Sapper Galbraith at Leighton Studios, Moonee Ponds

Sapper A G F Galbraith, 1915.  Museums Victoria Collections
I have just noticed that Museums Victoria have now made out-of-copyright photos in their collection Public Domain.  The last time I looked, admittedly some while ago, permission was withheld for the use of their online images, despite being out of copyright.

Having a look through the collection last night I noticed the change.  The above portrait is interesting to me because firstly it is a portrait of one of the local men who volunteered for the Great War.  This portrait now appears on the webpage of Sapper A G F Galbraith of Essendon, who did not return to Australia.
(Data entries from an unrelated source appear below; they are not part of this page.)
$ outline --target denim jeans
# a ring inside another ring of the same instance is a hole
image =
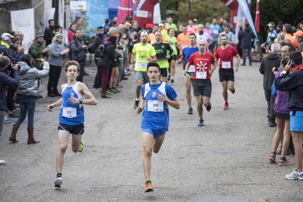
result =
[[[20,116],[15,124],[15,125],[19,126],[22,123],[26,117],[28,112],[27,118],[27,127],[34,126],[34,114],[36,107],[35,98],[19,98],[20,104]]]

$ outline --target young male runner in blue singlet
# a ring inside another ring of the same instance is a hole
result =
[[[169,123],[168,106],[178,109],[177,93],[170,85],[159,80],[161,73],[158,63],[147,64],[147,75],[150,82],[142,86],[140,106],[136,109],[138,114],[143,111],[141,124],[142,145],[144,150],[143,169],[145,177],[145,192],[153,191],[150,179],[152,151],[160,150]]]
[[[65,73],[67,76],[67,83],[61,86],[62,98],[47,106],[50,111],[55,107],[61,105],[59,114],[59,148],[56,159],[57,178],[55,187],[60,187],[62,184],[62,167],[64,154],[67,148],[69,134],[72,134],[72,150],[76,153],[83,149],[81,141],[84,132],[84,110],[83,104],[96,105],[97,100],[85,84],[76,79],[80,74],[79,63],[68,61],[64,65]],[[85,100],[85,96],[88,98]]]

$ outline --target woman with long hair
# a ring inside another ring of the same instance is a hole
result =
[[[170,80],[171,83],[174,83],[175,81],[174,77],[175,76],[175,73],[176,73],[176,60],[177,60],[177,56],[178,55],[177,48],[176,47],[177,38],[175,36],[175,30],[173,28],[169,28],[167,30],[167,33],[168,34],[168,36],[166,37],[166,41],[173,50],[170,58],[168,59],[168,63],[169,63],[169,67],[168,68],[168,72],[169,73],[168,81]]]
[[[49,65],[43,58],[40,59],[43,64],[43,70],[38,70],[33,67],[33,59],[29,54],[26,54],[22,56],[21,61],[18,63],[21,66],[19,71],[20,83],[17,88],[17,94],[19,99],[20,104],[20,117],[14,125],[9,141],[18,142],[16,135],[19,127],[26,117],[27,122],[28,144],[39,143],[34,138],[34,115],[36,107],[36,99],[38,96],[38,80],[47,76],[49,71]]]

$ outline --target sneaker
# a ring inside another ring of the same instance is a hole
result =
[[[209,105],[206,107],[206,111],[209,111],[211,109],[211,104],[209,103]]]
[[[225,103],[224,104],[224,106],[223,106],[223,109],[228,109],[228,103]]]
[[[83,150],[83,142],[82,142],[82,141],[81,140],[81,143],[80,143],[80,147],[79,147],[79,150],[78,150],[79,152],[81,152],[81,151],[82,151],[82,150]]]
[[[270,154],[269,154],[269,161],[272,161],[273,162],[276,162],[276,154],[275,154],[274,153],[271,152]]]
[[[61,185],[62,184],[63,182],[62,176],[61,177],[57,177],[54,183],[54,184],[55,184],[55,187],[58,187],[59,188],[61,187]]]
[[[145,189],[144,189],[145,192],[149,192],[154,191],[154,187],[152,187],[152,182],[148,181],[145,183]]]
[[[303,173],[299,174],[296,169],[289,175],[285,176],[285,178],[288,180],[303,180]]]
[[[191,107],[190,107],[188,108],[188,111],[187,112],[187,114],[192,114],[192,108]]]
[[[203,119],[199,119],[199,123],[198,124],[198,126],[203,126],[203,124],[204,122],[204,120]]]
[[[134,105],[134,108],[135,109],[137,109],[139,106],[139,101],[135,101],[135,104]]]
[[[109,90],[108,90],[106,91],[106,92],[110,95],[113,95],[114,93],[112,93]]]
[[[8,118],[6,116],[5,116],[5,118],[4,119],[4,123],[9,123],[11,121],[11,118]]]
[[[19,118],[20,115],[15,110],[12,111],[10,111],[8,113],[8,116],[10,117],[15,117],[15,118]]]
[[[283,166],[286,165],[290,165],[290,161],[288,160],[286,158],[280,158],[279,159],[279,165],[280,166]]]

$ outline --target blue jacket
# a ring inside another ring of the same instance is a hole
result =
[[[13,78],[6,75],[0,69],[0,110],[6,110],[6,86],[16,88],[19,87],[19,75],[18,71],[13,70],[12,72]]]

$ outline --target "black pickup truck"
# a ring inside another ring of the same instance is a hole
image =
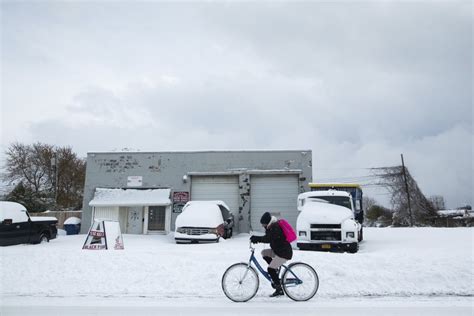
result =
[[[57,223],[56,217],[30,216],[23,205],[0,201],[0,246],[49,242]]]

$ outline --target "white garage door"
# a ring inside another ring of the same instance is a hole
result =
[[[250,176],[250,225],[251,230],[264,231],[260,224],[263,213],[270,212],[285,218],[296,227],[298,211],[297,175]]]
[[[96,206],[94,208],[94,219],[119,220],[119,211],[117,206]]]
[[[239,178],[237,176],[193,176],[191,200],[221,200],[232,213],[239,213]]]

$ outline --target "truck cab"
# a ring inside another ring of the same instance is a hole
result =
[[[349,192],[311,191],[298,195],[297,247],[301,250],[359,249],[362,225],[355,219]]]
[[[20,203],[0,201],[0,246],[48,242],[56,238],[56,217],[30,216]]]

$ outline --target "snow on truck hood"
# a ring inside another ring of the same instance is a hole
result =
[[[299,220],[318,224],[342,223],[346,219],[352,219],[352,211],[344,206],[329,204],[325,202],[309,201],[298,216]]]
[[[51,216],[30,216],[33,222],[46,222],[46,221],[58,221],[56,217]]]
[[[183,212],[176,218],[178,227],[208,227],[214,228],[224,223],[222,213],[217,204],[202,202],[192,204],[183,208]]]

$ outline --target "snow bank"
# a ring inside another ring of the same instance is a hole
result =
[[[356,254],[294,251],[318,272],[313,300],[364,297],[473,296],[470,228],[365,228]],[[82,250],[85,235],[0,248],[4,300],[15,297],[149,297],[226,300],[221,277],[247,261],[248,234],[216,244],[176,245],[173,235],[123,235],[120,252]],[[259,261],[260,250],[258,245]],[[18,264],[21,262],[21,264]],[[270,300],[260,278],[254,299]],[[286,299],[286,298],[285,298]]]

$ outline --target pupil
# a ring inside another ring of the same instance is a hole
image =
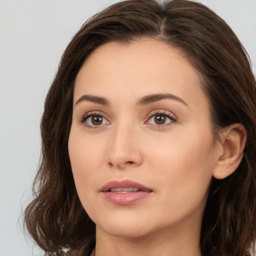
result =
[[[101,116],[93,116],[92,119],[92,122],[96,125],[98,126],[101,124],[102,122],[102,118]]]
[[[156,116],[154,117],[154,122],[158,124],[162,124],[166,122],[166,118],[163,116]]]

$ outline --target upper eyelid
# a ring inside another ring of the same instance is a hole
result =
[[[172,112],[164,110],[164,109],[160,109],[160,108],[158,108],[156,110],[151,110],[148,114],[147,114],[147,116],[146,117],[146,122],[148,118],[152,118],[154,116],[156,115],[156,114],[162,114],[166,116],[170,116],[170,118],[174,118],[176,120],[178,119],[178,118],[177,116],[172,113]],[[102,116],[104,118],[108,120],[108,122],[112,122],[112,120],[111,120],[111,118],[108,116],[108,115],[105,114],[104,112],[102,112],[101,110],[92,110],[82,115],[81,118],[80,118],[80,120],[84,120],[86,118],[88,118],[91,116]]]

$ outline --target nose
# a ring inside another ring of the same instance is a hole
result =
[[[107,156],[108,166],[120,170],[137,167],[142,162],[138,132],[124,126],[112,131]]]

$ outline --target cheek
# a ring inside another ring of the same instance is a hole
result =
[[[149,170],[158,170],[156,186],[167,184],[170,193],[186,194],[188,198],[196,194],[202,198],[212,180],[216,160],[210,132],[199,131],[192,136],[182,132],[158,144],[151,146],[154,150],[148,154]]]
[[[83,196],[86,190],[96,185],[97,170],[103,162],[102,145],[98,140],[72,129],[68,153],[76,186],[80,197]]]

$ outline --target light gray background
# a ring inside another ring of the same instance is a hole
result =
[[[46,94],[72,36],[88,18],[116,2],[0,0],[0,256],[32,255],[18,221],[40,155]],[[233,28],[255,74],[256,0],[201,2]]]

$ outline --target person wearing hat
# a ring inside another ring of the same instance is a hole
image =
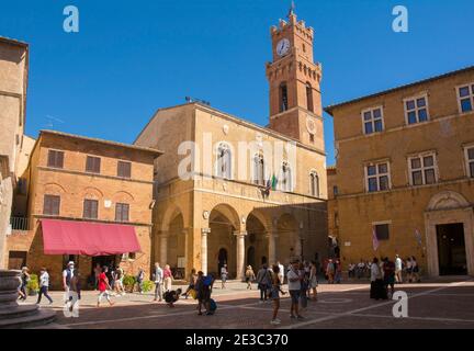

The description of the photo reveals that it was taken at the Leighton Studios, which was in Margaret St, Moonee Ponds.  This photo gives the first view of a studio backdrop which appears in other photos, but is not revealed in other portraits, and this is useful for a study of backdrops of local studios which you can see on the Time Travellers of Essendon, Flemington, &c website.

Friday, 11 August 2017

The Foundling Archive

Catalogue description "women; group; lost and found; 1940".  I wonder if there is a studio name on the back?
While browsing through Victorian Collections, I came across this never-previously-encountered collection called "The Foundling Archive".  Contrary to expectations, the archive does not record lost children, but lost photos and ephemera.  The collection is described as follows:

"The foundling archive was established in 2013, as an experiment. We wanted to see if we could track Australia's social history through the old, personal photographs, films and small objects that no longer seemed relevant to their owners. These are the objects that find themselves being sold on ebay and in second-hand shops throughout Australia.

By looking at the bits and pieces we create, keep and eventually throw away, the foundling archive documents evidence of everyday life -of personalities, family dynamics, technological change and social development".

There are photos from places besides Victoria, though they are located in Brunswick, Victoria. A large group was taken in West Sydney.  Unfortunately, when they were cataloguing, other than occasionally including a placename in the title,  they didn't seem to think of recording the photographer's studio and place in the subject headings, so I saw, for instance, two photographs taken in a Perth Studio which you wouldn't know unless you enlarged the photo.

But they are interesting and worth a browse.   Victorian Collections can be searched by place or name, and many of you may find some items of interest there.  I just found a 1941 letter of condolence from the RSL to a woman who used to live in the house I lived in in the 1970s.   Amazing!